Hartley begins the journey with the first track, “Lost Moon", a mesmerizing mix of downbeat Pink Floydisms and multilayered vocals that sound like they flew in from a mid-period Beach Boys session, with Joseph Shabason’s saxophone allowing for a sensual Roxy Music vibe. “Depending on You” adds plinking piano chords combined with rubbery synthetic bass lines, keening keyboard riffs and those omnipresent harmonies. Hartley tends to handpick influences from a variety of different time periods -- the ’70s and ‘80s seem to make the most appearances -- but the general feeling is that this is an album that makes no concessions to the present. It’s always looking back, fondly.

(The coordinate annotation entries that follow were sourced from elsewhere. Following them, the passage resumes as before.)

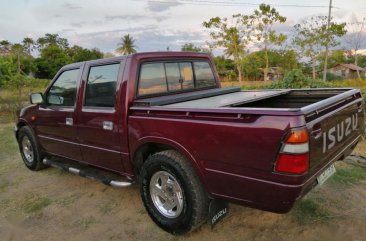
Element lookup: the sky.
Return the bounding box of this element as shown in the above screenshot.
[0,0,366,52]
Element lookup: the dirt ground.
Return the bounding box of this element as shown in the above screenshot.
[0,124,366,241]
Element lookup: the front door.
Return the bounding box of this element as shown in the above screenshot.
[78,62,123,172]
[34,68,82,160]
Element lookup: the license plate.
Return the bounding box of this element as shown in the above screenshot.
[316,164,336,185]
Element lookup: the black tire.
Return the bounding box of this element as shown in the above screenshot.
[18,126,47,171]
[140,150,209,234]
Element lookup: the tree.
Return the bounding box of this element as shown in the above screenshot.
[214,56,236,79]
[319,49,347,69]
[180,43,210,53]
[203,14,250,83]
[66,45,103,62]
[0,40,11,55]
[250,4,287,80]
[37,33,69,51]
[116,34,137,55]
[345,17,366,79]
[293,16,347,79]
[36,44,72,79]
[22,37,34,55]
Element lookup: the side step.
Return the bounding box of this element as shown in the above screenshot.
[43,158,132,187]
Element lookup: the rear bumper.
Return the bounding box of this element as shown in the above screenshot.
[206,136,361,213]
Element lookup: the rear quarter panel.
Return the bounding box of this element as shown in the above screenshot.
[128,111,302,200]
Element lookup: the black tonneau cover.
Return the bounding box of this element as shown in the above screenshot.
[133,87,240,106]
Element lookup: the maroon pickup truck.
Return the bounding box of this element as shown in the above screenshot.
[15,52,364,234]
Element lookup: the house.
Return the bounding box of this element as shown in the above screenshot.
[259,67,283,81]
[328,64,366,79]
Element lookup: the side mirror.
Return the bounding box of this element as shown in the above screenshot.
[47,95,64,105]
[29,93,44,104]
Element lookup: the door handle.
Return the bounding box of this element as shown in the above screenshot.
[103,121,113,131]
[65,118,74,126]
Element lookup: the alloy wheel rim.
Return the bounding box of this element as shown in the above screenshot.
[150,171,183,218]
[22,136,34,163]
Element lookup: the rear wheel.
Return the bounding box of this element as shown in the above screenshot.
[18,126,46,171]
[140,150,208,234]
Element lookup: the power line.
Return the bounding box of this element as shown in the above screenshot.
[323,0,332,81]
[149,0,335,8]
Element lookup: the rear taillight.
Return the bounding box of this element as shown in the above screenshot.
[274,128,309,174]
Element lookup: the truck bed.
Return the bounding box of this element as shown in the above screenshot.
[134,88,351,114]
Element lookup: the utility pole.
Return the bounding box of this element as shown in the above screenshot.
[323,0,332,81]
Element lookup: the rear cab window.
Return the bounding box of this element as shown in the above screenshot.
[137,60,216,97]
[84,63,120,108]
[46,69,80,107]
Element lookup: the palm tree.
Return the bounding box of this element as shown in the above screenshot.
[22,37,34,55]
[0,40,11,55]
[116,34,137,55]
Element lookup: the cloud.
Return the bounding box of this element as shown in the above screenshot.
[68,25,207,52]
[147,0,182,12]
[105,14,147,21]
[61,3,82,10]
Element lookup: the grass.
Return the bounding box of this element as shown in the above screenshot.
[329,165,366,185]
[22,196,52,213]
[78,216,97,229]
[291,197,332,225]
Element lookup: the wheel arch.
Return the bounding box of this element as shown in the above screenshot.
[131,137,208,191]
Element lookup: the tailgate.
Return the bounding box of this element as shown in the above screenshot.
[306,92,364,173]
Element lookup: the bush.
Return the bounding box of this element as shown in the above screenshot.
[270,69,309,89]
[269,69,331,89]
[326,72,344,81]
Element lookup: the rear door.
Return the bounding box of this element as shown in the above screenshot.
[78,62,123,171]
[35,68,82,160]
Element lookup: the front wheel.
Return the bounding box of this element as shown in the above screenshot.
[140,150,208,234]
[18,126,46,171]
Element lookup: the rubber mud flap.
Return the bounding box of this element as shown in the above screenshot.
[209,199,229,228]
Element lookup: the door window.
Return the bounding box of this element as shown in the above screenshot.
[84,63,120,107]
[137,61,216,96]
[46,69,80,106]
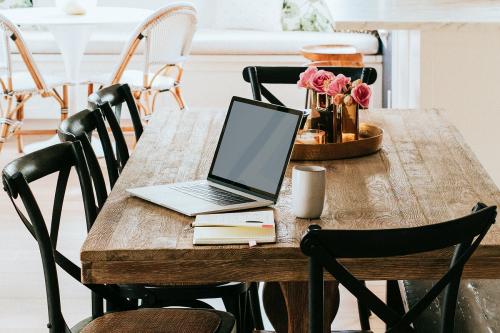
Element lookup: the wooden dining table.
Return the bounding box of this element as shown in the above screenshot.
[81,109,500,333]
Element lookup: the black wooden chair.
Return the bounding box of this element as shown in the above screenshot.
[88,84,143,187]
[88,83,143,140]
[2,142,235,333]
[243,66,377,330]
[301,203,496,333]
[243,66,377,106]
[58,109,263,332]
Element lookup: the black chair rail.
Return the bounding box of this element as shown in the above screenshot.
[301,203,496,333]
[243,66,377,106]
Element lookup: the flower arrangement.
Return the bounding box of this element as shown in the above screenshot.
[297,66,372,109]
[297,66,372,143]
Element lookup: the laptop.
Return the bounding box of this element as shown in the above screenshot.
[127,96,303,216]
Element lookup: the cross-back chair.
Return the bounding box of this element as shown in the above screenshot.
[300,203,496,333]
[89,2,197,115]
[2,141,235,333]
[243,66,377,330]
[243,66,377,107]
[0,14,68,152]
[88,83,144,141]
[58,109,264,333]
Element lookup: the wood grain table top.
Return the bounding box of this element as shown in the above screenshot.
[81,110,500,283]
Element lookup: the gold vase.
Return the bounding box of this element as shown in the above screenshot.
[304,89,330,129]
[341,103,359,142]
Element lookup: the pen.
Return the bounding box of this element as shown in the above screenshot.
[191,220,274,228]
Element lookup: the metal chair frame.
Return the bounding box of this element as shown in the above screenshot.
[89,2,197,115]
[0,14,69,152]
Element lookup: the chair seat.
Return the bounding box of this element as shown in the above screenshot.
[72,308,235,333]
[2,72,66,93]
[90,69,175,90]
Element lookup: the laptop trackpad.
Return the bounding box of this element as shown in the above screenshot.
[127,185,218,215]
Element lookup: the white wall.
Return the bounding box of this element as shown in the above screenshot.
[15,54,382,119]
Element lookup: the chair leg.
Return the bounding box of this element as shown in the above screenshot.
[61,85,69,121]
[358,281,370,331]
[222,295,244,333]
[134,91,151,121]
[16,96,24,153]
[0,122,10,152]
[169,86,186,110]
[87,83,94,96]
[248,282,264,330]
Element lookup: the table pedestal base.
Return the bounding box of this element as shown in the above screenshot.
[263,281,340,333]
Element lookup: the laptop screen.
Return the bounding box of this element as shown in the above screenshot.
[209,97,302,199]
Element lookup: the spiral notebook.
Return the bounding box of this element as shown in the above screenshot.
[192,209,276,245]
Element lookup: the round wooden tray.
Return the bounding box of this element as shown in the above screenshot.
[292,123,384,161]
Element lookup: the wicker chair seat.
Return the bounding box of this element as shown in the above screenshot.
[75,308,234,333]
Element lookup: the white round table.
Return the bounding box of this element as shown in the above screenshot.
[2,7,153,112]
[2,6,153,152]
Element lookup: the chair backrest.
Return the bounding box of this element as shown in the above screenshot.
[110,2,197,87]
[57,109,129,193]
[300,203,496,333]
[0,14,48,93]
[2,142,126,333]
[88,83,144,141]
[243,66,377,107]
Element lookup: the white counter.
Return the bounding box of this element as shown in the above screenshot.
[326,0,500,30]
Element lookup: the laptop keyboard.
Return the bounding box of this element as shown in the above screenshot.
[171,183,255,206]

In fact, the one cover on I Can Feel the Night Around Me is a fairly obscure nugget, “Only You Know", originally recorded by Dion on his 1975 Phil Spector-produced Born to Be With You. While the song (also covered by Arctic Monkeys) shows Hartley’s impeccable taste for off-the-beaten-path covers, it also gives him a chance to stretch out vocally, eschewing a lot of the album’s usual moodiness with some deft pop crooning.
As the album progresses, a lot of the low-key melancholia gradually falls away and a somewhat upbeat, almost funky tropical vibe makes its way into songs like “Fear of Flying” (buoyed by irresistibly cheesy synth riffs) and the Brazilian hip-shaker “Moonbathing” (which features goofy, nonsensical lyrics like “Maggie and Lucy and Lucy and Maggie / Did you ever see a coin, I mean a Penny / That could flip itself / Heads or tails”).
Album closer “Human Hearts” revisits -- to an extent -- the Dion cover, in that it’s a throwback to Dion’s early career as a doo-wop crooner. The waltz tempo and general ‘50s love song structure mesh with the plastic synths and airtight drum machine (not to mention those aforementioned harmonies) in a way that sounds like it shouldn’t work, but does. Hartley manages to charm the listener with old-school sonic sensibilities. But he’s working from a variety of different schools.
I Can Feel the Night Around Me has a vibe that -- true to its title -- works particularly well for late-night listening, but shouldn’t be limited to any part of the day or any specific mood. Dave Hartley has an eclectic musical sensibility that seems to offer something for anyone, anytime.